Beyond the Classroom: Working with Ford to Go Green
Who knew the seat cushions in your car could be made from 31,251 soybeans, or that the fibers in your steering wheel included cigarette filters or shredded dollar bills? Second year SNRE student Claire Boland knows all about these things thanks to her role as a Graduate Student Research Assistant at Ford Motor Company.
Growing up outside of Boston, Boland graduated from Northwestern University with an undergraduate degree in materials science and engineering with a focus in materials for energy applications. Prior to coming to SNRE, she worked at RR Donnelley, a global print company, analyzing their customers' supply chains for possible efficiencies. Ready for some new challenges, Boland took a leap and decided to leave her Chicago based position behind and transition into the environmental field. She applied to SNRE's Master's Program, was accepted, and the rest is history.
“I was really missing science and doing something I believed in so when Greg Keoleian told me about a project in the pipeline with Ford that could be a great fit with my prior experience, I jumped at the opportunity,” said Boland.
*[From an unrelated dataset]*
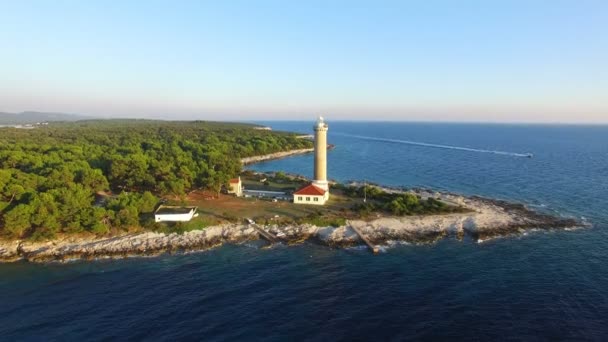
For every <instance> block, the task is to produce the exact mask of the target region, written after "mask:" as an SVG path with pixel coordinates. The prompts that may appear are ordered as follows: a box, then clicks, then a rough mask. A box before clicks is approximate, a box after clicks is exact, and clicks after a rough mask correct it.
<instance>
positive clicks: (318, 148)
mask: <svg viewBox="0 0 608 342" xmlns="http://www.w3.org/2000/svg"><path fill="white" fill-rule="evenodd" d="M313 129H314V130H315V174H314V178H313V181H312V184H314V185H316V186H318V187H319V188H321V189H323V190H325V191H329V184H328V182H327V129H328V127H327V124H326V123H325V122H324V121H323V117H322V116H319V119H318V120H317V122H316V123H315V125H314V126H313Z"/></svg>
The idea behind Boland's research at Ford is to quantify the impact the car manufacturer is making when replacing certain plastics components with more sustainable materials using life cycle assessment.
“We want to find out how much CO2 is being saved when bio-based materials are implemented compared to the currently used materials. We're calculating the life cycle impact of a variety of different products so we're able to understand the carbon footprint,” said Boland.
It seems as though Boland has really found her niche through this project. Greg Keoleian, SNRE Professor and Director of the Center for Sustainable Systems isn't surprised. He had a good feeling Claire would be a great fit for the UM Ford Alliance project.
“Claire's background in materials science and engineering combined with her current studies in Sustainable Systems made her a great candidate for this internship,” said Keoleian. “She has made excellent progress developing a new tool to evaluate sustainability performance and guide material selection decisions involving biobased materials for automotive applications.”
Boland's work on the UM Ford Alliance project has led her to author a paper along with some colleagues at the Center for Sustainable Systems and the Ford Research and Innovation Center that compares life cycle energy and environmental performance of using cellulose fibers as a replacement for glass fibers in composites. The paper has been accepted for publication by the Society of Automotive Engineers (SAE) and Boland will present the study at the upcoming SAE World Congress this spring.